I know that you are just as angry as me all the epic failurez of teh noobs due to their lack of lolcats
So I bring to you the best of LOLcats

First appearance in Mr. Baker's nuclear fission notes. The source of the lulz comes from teh kitteh being fired at with a neutron. Teh kitteh being at absolute zero thus resulted in a black hole. It is beleived that said kitteh belonged to Mr. Baker but after it crapped all over his limited edition "International Year of Astronomy" shirt he subsequently vaporised it, sending kitteh litter beyond all voids of time and space. Score: I give this 7/10 as epic lulz were had by all

Another source of epic lulz and xDing. I suspect Charlie had something to do with this, note the incredibly accurate representation of a cat-person would be like. Garfield you iz wun krazee kitteh. Score: 6/10 Garfield you've done it again

Dave Kitteh was created after David fucked your mum (lul) with a dick covered in whipped cream. Thus creating the kitteh that hates everything. Yes we know you have training tonight! But, can i haz chicken tonight?
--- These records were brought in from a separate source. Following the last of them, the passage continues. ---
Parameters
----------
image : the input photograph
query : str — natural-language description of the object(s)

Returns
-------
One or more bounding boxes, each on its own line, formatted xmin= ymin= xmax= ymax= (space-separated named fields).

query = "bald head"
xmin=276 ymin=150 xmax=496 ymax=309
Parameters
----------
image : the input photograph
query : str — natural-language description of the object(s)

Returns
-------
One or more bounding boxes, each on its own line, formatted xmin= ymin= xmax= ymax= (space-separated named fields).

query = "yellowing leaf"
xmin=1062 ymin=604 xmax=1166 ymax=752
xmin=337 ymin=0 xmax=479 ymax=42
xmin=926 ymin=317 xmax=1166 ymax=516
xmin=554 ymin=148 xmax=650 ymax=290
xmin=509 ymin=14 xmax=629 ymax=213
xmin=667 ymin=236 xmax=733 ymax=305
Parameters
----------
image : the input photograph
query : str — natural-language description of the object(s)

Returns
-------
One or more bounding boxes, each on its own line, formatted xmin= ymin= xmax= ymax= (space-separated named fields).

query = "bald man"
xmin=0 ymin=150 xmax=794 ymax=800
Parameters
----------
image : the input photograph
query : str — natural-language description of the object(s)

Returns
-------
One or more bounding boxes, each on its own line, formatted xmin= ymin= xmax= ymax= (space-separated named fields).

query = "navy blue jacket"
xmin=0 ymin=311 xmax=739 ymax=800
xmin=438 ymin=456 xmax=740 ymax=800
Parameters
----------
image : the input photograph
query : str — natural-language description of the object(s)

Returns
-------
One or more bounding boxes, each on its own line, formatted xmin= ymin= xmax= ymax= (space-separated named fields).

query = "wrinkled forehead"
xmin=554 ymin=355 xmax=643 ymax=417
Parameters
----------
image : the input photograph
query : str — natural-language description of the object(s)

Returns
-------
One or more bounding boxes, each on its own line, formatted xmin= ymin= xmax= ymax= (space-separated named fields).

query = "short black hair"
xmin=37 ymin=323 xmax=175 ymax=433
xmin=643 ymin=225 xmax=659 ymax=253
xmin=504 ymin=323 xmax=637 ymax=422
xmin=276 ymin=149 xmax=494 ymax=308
Score: 3/10 purely because of the sour puss attitude, go suck on a lemon
Now that we have all had our lulz onto serious business
To the fuck bags who just egged my house, bring your eggs up here and we can go at it like proper human beings, suffice to say I will end your worthless, oxygen theiving lives you dumb fucks. "Oh gerrrrr MOTOWN represent cunt! Cunt cunt cunt cunt you fat cunt gerrr cunt!" In the time it took you to say 'cunt' you dumb rat-tailed dick, the AIDS virus "ya mum cunt" gave to you when she was pregnant with you has just doubled. Have fun fulfilling the careers of garbage men, toilet cleaners, prostitutes and teachers in your future.